With the increasing popularity of automated cognitive assessment and advances in tele-technology, the idea of using smartphones to upgrade the TBCA is made more plausible. However, more research is needed to develop and validate smartphone-based cognitive assessment applications. More research is also needed to promote the potential benefit of using smartphones for health purposes. Finally, the field requires more research in technology development to create facilitating conditions for the elderly to use smartphones.
TBCA has been developed for more than 20 years and provides access convenience for cognitive and dementia assessment. Previous work on TBCA administered by conventional telephone shows that it is a valid method. However, with advances in the understanding of cognitive impairment, the TBCA administered by conventional telephone may not be adequate to address the cognitive assessment needs in the near future. With advances in telecommunication technology, smartphones have good potential to enhance the applicability of the TBCA by solving these inadequacies. Smartphones demonstrate many advantages that can address the limitations of TBCA administered by conventional telephone, including allowing assessment items based on visual images/drawing, allowing automated cognitive assessment, and allowing file saving and transfer. Smartphones have been successfully used on the elderly for many healthcare purposes, and are expected to increasing gain popularity. Smartphones have also been used for cognitive assessment but there is a dearth of evidence to support their effectiveness.

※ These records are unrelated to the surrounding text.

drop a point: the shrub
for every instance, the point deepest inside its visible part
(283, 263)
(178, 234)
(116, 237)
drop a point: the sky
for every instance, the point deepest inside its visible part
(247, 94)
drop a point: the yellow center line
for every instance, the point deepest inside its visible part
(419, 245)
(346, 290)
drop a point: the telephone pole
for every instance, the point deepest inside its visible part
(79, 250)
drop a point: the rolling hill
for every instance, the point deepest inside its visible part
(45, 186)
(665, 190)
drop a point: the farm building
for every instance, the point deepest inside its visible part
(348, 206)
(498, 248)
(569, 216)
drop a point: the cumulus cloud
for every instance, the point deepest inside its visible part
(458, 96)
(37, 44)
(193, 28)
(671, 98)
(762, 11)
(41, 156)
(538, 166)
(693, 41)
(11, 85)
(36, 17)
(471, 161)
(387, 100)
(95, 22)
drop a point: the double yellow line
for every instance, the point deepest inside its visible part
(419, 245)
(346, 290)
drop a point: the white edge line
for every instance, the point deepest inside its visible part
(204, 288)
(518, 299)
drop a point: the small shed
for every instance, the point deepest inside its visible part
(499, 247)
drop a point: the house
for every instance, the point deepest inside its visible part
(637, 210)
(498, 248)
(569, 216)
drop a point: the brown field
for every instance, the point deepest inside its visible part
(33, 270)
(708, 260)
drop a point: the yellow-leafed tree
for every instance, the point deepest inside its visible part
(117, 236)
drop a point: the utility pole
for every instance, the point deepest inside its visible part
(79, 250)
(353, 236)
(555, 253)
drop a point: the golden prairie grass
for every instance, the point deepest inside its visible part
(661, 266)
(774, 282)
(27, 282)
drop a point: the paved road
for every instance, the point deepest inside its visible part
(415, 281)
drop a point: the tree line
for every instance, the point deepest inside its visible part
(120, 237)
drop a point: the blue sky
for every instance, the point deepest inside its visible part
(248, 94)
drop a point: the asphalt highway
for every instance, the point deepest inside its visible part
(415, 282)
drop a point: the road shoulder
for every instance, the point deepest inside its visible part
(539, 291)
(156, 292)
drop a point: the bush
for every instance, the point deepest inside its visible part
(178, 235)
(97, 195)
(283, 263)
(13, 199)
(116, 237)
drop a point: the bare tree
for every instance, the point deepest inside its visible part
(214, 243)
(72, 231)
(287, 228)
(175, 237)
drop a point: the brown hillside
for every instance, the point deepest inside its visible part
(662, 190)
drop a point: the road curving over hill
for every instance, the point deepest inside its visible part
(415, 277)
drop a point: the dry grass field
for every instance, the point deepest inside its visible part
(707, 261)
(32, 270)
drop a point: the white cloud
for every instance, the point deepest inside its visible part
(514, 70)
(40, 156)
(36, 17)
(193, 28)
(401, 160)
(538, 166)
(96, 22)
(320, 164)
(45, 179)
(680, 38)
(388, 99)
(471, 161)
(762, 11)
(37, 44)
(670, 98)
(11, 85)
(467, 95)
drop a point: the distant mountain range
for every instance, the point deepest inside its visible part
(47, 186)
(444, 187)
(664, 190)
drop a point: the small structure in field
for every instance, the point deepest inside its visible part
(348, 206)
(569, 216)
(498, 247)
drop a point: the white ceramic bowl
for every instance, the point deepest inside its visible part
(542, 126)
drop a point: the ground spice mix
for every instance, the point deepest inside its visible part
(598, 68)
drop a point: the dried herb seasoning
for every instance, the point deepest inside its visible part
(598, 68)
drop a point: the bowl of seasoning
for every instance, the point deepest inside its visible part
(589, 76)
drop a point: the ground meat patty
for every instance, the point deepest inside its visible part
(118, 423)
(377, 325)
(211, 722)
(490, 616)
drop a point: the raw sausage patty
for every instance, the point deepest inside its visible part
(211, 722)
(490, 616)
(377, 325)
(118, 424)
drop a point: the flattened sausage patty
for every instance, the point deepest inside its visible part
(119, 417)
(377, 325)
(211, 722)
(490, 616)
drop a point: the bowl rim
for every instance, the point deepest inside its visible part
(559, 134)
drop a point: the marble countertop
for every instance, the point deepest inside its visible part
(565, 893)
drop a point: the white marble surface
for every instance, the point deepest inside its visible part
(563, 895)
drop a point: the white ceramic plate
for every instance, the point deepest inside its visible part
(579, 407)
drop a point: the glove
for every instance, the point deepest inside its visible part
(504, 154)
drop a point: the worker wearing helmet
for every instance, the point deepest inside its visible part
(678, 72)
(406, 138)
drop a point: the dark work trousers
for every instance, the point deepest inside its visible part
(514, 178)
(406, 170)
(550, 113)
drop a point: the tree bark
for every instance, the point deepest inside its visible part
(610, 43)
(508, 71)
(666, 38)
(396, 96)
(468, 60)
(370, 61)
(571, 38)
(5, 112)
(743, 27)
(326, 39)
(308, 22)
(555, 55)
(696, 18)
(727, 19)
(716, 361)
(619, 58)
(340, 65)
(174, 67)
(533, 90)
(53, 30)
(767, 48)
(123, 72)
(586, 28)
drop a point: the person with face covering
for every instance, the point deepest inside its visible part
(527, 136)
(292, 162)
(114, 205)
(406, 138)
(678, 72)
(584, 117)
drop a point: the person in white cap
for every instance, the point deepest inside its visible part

Before smartphones can be successfully used in the TBCA, there are still many challenges, namely the lack of valid automated cognitive assessments available, the projected low intention among the elderly to use smartphones, the lack of facilitating conditions for the elderly to use smartphones, and the lack of adequate support after the TBCA is administered by smartphone. Further research and technological development should focus on the development and validation of smartphone-based cognitive assessment tools/applications, identification of effective measures to enhance the perceived value and facilitating conditions, and identification of a good follow-up plan after the TBCA is administered by smartphone.
Conflicts of Interest
The authors declare no conflict of interest.